Please don't link to Reddit. Context below:

The EU is currently developing a whitelabel app to perform privacy-preserving (at least in theory) age verification to be adopted and personalized in the coming months by member states. The app is open source and available here: https://github.com/eu-digital-identity-wallet/av-app-android-wallet-ui.

Problem is, the app is planning to include remote attestation feature to verify the integrity of the app: https://github.com/eu-digital-identity-wallet/av-app-android-wallet-ui?tab=readme-ov-file#disclaimer. This is supposed to provide assurance to the age verification service that the app being used is authentic and running on a genuine operating system. Genuine in the case of Android means:

  • The operating system was licensed by Google

  • The app was downloaded from the Play Store (thus requiring a Google account)

  • Device security checks have passed

While there is value to verify device security, this strongly ties the app to many Google properties and services, because those checks won't pass on an aftermarket Android OS, even those which increase security significantly like GrapheneOS, because the app plans to use Google "Play Integrity", which only allows Google licensed systems instead of the standard Android attestation feature to verify systems.

This also means that even though you can compile the app, you won't be able to use it, because it won't come from the Play Store and thus the age verification service will reject it.

The issue has been raised here https://github.com/eu-digital-identity-wallet/av-app-android-wallet-ui/issues/10 but no response from team members as of now.

[-] dubyakay@lemmy.ca 33 points 1 week ago

So is there a way to apply pressure on the EU to think this through first? Surely they could have different ways that doesn't lock them in to google services.

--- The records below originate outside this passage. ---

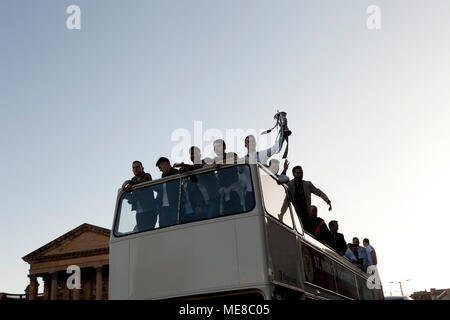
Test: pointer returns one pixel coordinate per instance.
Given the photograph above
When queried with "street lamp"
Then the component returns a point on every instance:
(400, 283)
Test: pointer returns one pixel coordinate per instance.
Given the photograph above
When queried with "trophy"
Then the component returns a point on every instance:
(281, 121)
(280, 116)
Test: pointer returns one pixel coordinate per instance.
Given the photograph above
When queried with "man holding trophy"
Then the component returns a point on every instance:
(254, 156)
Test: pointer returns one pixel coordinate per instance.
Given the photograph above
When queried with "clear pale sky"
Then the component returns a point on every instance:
(369, 111)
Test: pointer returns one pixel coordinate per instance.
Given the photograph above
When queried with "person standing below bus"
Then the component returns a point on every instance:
(167, 197)
(317, 227)
(337, 240)
(300, 191)
(362, 254)
(371, 254)
(139, 176)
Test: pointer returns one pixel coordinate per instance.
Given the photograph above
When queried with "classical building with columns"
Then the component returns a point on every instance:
(87, 247)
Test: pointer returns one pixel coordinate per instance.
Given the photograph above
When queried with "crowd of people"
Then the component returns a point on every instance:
(299, 193)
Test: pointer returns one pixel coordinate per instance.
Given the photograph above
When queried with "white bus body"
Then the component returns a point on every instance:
(246, 250)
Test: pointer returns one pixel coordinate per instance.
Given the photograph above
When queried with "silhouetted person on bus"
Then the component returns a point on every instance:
(317, 227)
(197, 161)
(222, 157)
(300, 191)
(350, 253)
(274, 167)
(371, 254)
(362, 254)
(337, 240)
(141, 201)
(167, 197)
(139, 176)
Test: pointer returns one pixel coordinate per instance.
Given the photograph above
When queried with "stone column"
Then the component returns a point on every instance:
(33, 287)
(98, 283)
(87, 289)
(54, 286)
(46, 286)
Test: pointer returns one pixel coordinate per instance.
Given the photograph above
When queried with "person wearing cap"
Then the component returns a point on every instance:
(139, 176)
(337, 240)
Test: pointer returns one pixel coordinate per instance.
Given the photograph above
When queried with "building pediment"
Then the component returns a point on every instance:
(84, 240)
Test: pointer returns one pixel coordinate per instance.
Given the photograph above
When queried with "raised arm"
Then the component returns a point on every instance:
(321, 194)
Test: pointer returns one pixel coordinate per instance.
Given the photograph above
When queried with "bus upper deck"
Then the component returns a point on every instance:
(220, 231)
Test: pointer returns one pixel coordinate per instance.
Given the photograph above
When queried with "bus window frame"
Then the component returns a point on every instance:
(178, 177)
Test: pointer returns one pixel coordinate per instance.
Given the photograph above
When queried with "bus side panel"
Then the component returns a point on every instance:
(118, 269)
(251, 250)
(322, 271)
(198, 259)
(284, 255)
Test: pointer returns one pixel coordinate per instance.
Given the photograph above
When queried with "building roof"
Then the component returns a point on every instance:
(95, 241)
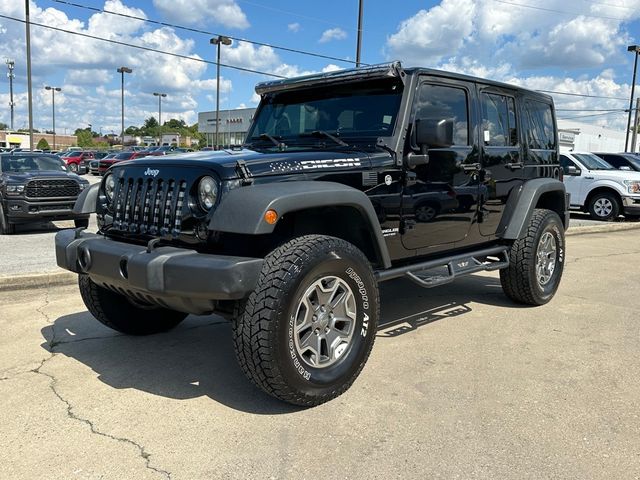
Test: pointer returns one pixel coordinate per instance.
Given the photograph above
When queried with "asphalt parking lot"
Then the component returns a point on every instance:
(461, 383)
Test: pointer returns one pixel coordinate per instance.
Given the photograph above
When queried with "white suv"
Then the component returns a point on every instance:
(598, 188)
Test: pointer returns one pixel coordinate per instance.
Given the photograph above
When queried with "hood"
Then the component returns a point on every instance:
(24, 177)
(616, 175)
(225, 162)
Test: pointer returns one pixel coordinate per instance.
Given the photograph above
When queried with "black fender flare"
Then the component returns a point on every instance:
(524, 199)
(242, 210)
(87, 200)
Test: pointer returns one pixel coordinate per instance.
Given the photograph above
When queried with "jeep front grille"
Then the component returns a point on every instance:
(42, 188)
(150, 206)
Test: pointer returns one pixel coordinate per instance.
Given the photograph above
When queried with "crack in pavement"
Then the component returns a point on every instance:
(589, 257)
(70, 414)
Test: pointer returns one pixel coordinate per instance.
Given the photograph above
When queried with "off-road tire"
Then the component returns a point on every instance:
(609, 199)
(264, 326)
(81, 222)
(520, 280)
(118, 313)
(6, 228)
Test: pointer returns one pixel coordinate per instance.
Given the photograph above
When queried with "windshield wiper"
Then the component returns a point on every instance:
(272, 139)
(322, 133)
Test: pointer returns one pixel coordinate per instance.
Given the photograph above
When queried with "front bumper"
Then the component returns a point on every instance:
(176, 278)
(23, 211)
(631, 205)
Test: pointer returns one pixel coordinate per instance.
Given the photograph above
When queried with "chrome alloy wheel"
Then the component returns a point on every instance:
(603, 207)
(546, 258)
(325, 320)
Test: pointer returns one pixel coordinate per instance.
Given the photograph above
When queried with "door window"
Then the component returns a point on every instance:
(499, 120)
(441, 101)
(541, 133)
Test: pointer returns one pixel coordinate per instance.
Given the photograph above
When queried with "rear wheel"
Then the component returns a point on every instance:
(6, 228)
(121, 314)
(306, 331)
(604, 206)
(536, 260)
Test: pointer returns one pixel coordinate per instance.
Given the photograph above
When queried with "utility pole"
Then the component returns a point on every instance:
(30, 97)
(160, 97)
(636, 125)
(636, 50)
(122, 71)
(53, 103)
(217, 41)
(11, 65)
(359, 44)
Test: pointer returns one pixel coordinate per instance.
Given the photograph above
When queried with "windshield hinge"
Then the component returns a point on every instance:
(243, 172)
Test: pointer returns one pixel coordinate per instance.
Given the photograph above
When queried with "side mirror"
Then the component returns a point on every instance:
(434, 132)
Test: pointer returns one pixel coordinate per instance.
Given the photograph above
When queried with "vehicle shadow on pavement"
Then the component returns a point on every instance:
(406, 306)
(197, 359)
(193, 360)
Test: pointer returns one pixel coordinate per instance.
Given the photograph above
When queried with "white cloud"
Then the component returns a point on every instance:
(432, 34)
(333, 34)
(202, 12)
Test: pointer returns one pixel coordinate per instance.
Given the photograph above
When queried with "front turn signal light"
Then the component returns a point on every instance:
(271, 217)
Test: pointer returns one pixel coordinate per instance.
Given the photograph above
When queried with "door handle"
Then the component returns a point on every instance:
(470, 167)
(514, 165)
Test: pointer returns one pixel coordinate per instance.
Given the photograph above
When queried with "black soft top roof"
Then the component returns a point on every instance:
(383, 70)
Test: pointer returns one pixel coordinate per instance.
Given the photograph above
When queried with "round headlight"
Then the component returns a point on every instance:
(207, 193)
(109, 186)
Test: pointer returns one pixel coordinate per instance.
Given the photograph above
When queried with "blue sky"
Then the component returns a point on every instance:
(576, 46)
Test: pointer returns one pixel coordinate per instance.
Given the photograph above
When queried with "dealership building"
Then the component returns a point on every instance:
(232, 129)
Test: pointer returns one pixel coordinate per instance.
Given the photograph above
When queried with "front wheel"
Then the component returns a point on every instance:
(307, 329)
(536, 260)
(604, 206)
(123, 315)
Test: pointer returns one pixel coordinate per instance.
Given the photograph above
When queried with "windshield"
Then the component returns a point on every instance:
(593, 162)
(32, 163)
(348, 111)
(633, 160)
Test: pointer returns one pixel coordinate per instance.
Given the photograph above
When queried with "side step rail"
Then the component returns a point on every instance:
(488, 259)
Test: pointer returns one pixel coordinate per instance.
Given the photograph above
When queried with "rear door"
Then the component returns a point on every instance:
(502, 162)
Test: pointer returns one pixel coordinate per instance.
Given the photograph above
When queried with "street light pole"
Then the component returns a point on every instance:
(122, 71)
(11, 65)
(217, 41)
(636, 50)
(27, 24)
(359, 44)
(53, 104)
(160, 97)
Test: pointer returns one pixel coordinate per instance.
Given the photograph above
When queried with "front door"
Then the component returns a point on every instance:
(439, 199)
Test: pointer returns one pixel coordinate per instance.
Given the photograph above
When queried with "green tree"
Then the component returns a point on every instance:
(85, 138)
(43, 144)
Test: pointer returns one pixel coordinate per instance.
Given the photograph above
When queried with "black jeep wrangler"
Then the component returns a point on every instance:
(346, 179)
(36, 187)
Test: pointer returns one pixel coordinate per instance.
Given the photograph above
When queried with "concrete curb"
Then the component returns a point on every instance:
(604, 228)
(40, 280)
(37, 280)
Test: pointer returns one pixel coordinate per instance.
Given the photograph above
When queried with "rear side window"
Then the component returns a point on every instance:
(540, 132)
(440, 101)
(499, 120)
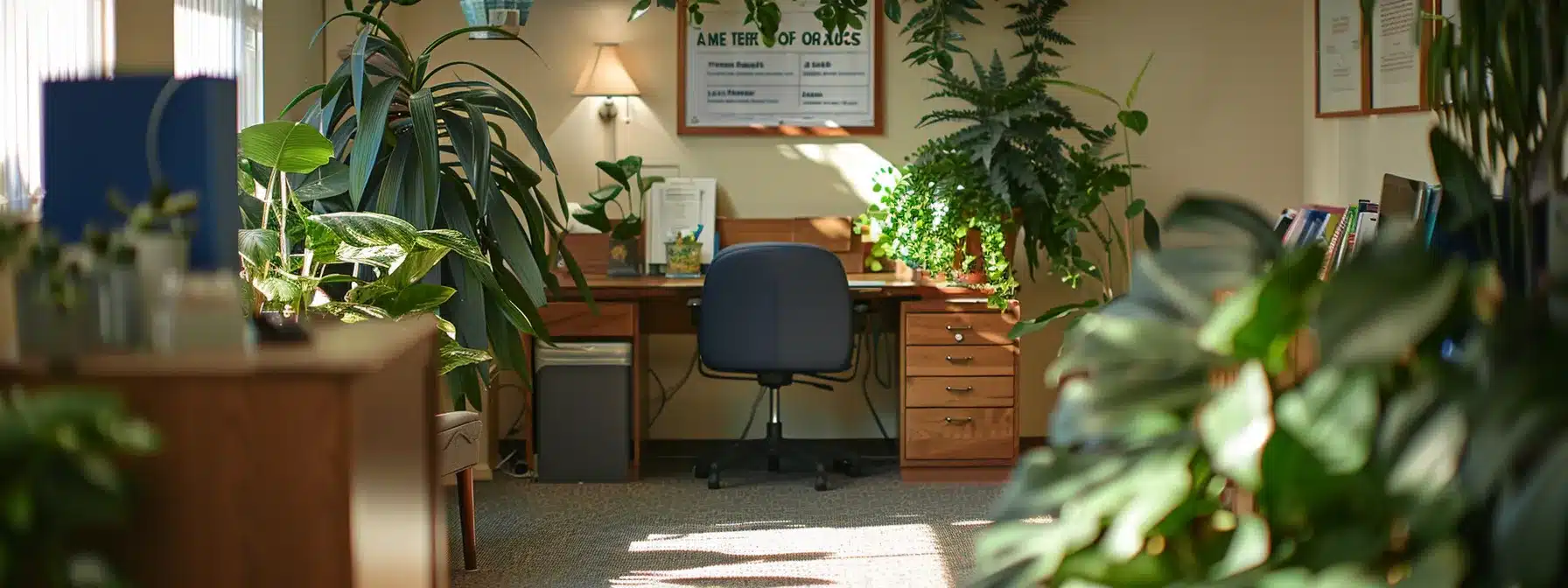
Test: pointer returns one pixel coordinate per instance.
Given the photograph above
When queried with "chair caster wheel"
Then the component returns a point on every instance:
(850, 467)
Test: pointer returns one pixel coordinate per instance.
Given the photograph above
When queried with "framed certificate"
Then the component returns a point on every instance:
(1341, 59)
(811, 82)
(1397, 57)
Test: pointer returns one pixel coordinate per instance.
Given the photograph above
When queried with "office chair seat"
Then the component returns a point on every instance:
(776, 312)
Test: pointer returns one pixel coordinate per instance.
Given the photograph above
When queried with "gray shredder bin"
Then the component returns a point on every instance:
(584, 411)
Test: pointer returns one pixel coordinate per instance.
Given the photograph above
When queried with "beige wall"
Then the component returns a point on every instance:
(290, 61)
(1223, 96)
(1346, 158)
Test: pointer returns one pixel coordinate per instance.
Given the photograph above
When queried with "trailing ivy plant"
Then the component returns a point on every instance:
(386, 262)
(926, 214)
(433, 154)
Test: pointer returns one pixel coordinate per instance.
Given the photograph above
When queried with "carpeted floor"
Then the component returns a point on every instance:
(762, 530)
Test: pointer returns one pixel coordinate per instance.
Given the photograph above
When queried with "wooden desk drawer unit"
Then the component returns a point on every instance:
(958, 399)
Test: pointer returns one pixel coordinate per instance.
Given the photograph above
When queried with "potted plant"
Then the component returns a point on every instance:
(392, 116)
(113, 294)
(938, 217)
(289, 253)
(61, 452)
(625, 248)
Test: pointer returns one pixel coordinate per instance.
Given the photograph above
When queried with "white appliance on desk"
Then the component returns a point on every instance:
(681, 204)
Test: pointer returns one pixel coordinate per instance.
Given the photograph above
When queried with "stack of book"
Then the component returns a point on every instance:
(1405, 204)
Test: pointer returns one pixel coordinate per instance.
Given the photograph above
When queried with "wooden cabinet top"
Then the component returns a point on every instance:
(332, 348)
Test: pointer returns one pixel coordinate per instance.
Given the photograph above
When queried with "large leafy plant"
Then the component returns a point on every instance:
(1296, 433)
(290, 253)
(60, 452)
(435, 154)
(927, 212)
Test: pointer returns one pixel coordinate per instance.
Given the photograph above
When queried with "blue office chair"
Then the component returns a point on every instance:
(776, 312)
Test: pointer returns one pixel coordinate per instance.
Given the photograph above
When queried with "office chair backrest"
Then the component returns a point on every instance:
(775, 309)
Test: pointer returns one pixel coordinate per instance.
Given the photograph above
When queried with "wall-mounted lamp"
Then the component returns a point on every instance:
(607, 77)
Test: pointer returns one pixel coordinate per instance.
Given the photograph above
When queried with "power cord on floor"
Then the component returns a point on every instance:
(667, 394)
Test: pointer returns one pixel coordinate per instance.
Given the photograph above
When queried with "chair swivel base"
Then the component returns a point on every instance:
(776, 452)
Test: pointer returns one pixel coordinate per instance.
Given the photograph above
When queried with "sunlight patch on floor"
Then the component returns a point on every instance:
(880, 556)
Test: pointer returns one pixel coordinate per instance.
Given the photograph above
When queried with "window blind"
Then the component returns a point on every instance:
(223, 38)
(43, 39)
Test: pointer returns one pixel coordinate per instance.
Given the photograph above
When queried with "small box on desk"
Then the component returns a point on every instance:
(96, 138)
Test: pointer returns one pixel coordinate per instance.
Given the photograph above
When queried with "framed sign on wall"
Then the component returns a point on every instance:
(811, 82)
(1397, 57)
(1341, 59)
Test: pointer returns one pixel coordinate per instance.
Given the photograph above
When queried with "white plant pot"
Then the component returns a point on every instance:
(160, 257)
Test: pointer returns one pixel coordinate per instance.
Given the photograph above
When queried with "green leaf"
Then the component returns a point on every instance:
(593, 215)
(1152, 231)
(1236, 425)
(1261, 320)
(463, 386)
(1166, 483)
(892, 10)
(257, 247)
(1138, 207)
(368, 142)
(1334, 413)
(427, 156)
(397, 172)
(1031, 325)
(1249, 548)
(1132, 93)
(326, 180)
(1134, 120)
(455, 356)
(617, 173)
(286, 146)
(366, 229)
(607, 193)
(419, 298)
(453, 241)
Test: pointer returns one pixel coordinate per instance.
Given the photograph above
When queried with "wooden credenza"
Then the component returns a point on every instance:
(958, 400)
(303, 466)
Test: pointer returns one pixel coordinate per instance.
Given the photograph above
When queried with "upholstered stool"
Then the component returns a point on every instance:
(457, 438)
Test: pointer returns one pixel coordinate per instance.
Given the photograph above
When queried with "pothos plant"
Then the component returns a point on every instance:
(927, 212)
(1296, 433)
(627, 174)
(289, 253)
(410, 142)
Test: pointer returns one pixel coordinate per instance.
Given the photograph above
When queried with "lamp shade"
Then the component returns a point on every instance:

[-] artyom@piefed.social 29 points 1 week ago

According to the users in that issue, the mere application of the API is illegal, as is the dependency. Sooo I dunno what kind of PACs there are in the EU but I would be leaning on and contributing to those.

[-] ggtdbz@lemmy.dbzer0.com 9 points 1 week ago

I do feel like that’s a precarious state to leave this in, especially if they’re developing the backend for it.

Is there even enough momentum for a SKG-style wave of coverage? It would need to be justified properly by citing things like the Tea app data leak, to make a strong case (to political pencil pushers) for the danger of tying personal information to profiles or even to platforms. Otherwise the only thing they’ll see is “gamers want to make porn accessible to children”.

I don’t know. This whole situation boils my blood because I really care about online anonymity, and this is kind of nightmare scenario shit for me. I’m not even in the UK or EU.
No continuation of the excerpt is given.